The next morning, Kelson presents Spike with Isla’s skull and tells him to place it atop the pile of skulls. Shortly thereafter, Samson reappears and pursues Spike, Kelson, and the baby. The three lock themselves in a small underground cage, into which Samson reaches his hand and grabs Kelson. While slamming the doctor against the top of the cage, Spike grabs a tranquilizer dart from Kelson’s holster and stabs Samson, temporarily felling him. “I think it’s time for you and the baby to go now,” Kelson tells Spike, the young man having clearly overstayed his welcome.

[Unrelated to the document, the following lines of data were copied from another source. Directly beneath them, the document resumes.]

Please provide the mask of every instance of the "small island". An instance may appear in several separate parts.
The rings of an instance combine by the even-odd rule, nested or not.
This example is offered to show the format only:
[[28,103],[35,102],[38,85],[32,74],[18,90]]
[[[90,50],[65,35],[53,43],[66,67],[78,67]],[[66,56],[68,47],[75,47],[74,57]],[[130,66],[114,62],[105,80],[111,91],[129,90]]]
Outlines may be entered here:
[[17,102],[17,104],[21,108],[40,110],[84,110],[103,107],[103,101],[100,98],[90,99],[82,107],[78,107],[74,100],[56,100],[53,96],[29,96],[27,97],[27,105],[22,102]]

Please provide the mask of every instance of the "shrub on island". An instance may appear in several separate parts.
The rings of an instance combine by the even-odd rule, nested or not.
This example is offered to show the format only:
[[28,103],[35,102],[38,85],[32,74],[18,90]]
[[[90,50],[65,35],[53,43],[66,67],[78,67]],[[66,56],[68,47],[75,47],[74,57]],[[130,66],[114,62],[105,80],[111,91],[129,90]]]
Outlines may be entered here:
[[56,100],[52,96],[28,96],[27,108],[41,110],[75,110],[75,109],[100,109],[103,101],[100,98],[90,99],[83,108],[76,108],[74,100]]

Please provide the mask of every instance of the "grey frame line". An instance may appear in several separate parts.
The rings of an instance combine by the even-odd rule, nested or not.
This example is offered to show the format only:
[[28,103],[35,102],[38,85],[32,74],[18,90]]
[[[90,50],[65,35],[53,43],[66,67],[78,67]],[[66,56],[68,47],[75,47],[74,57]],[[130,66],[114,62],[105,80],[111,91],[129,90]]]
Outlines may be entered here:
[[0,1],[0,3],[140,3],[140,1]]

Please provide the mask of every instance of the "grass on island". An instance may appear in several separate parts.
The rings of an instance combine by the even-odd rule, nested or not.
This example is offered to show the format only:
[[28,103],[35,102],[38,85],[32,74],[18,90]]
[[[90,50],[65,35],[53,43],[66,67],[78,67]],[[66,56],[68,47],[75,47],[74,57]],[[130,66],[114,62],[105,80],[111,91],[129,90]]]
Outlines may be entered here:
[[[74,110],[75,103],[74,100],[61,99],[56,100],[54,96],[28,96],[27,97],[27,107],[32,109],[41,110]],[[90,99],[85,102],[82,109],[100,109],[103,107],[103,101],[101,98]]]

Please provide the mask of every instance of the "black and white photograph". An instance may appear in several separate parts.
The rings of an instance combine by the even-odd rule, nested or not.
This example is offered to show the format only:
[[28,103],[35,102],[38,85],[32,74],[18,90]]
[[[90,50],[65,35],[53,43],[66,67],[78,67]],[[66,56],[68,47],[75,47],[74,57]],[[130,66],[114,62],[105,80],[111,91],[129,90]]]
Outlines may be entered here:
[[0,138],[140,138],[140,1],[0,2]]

But instead of returning to his father on the mainland, Spike sends the baby along with a note explaining that he, essentially, wants to live in the woods for a while and consider the life-altering events that just occurred. Spike’s father takes possession of the newborn, whom Spike has named after his mother.
How does 28 Years Later set up its sequel?
The most unexpected part of Boyle’s sequel is the final scene, which finds Spike now on his own in the wilderness of the mainland at a makeshift campsite on the side of a road. As he prepares himself dinner, a few hungry zombies appear and quickly make their way towards him. Spike is able to shoot two with arrows, but soon is overpowered and makes a run for it.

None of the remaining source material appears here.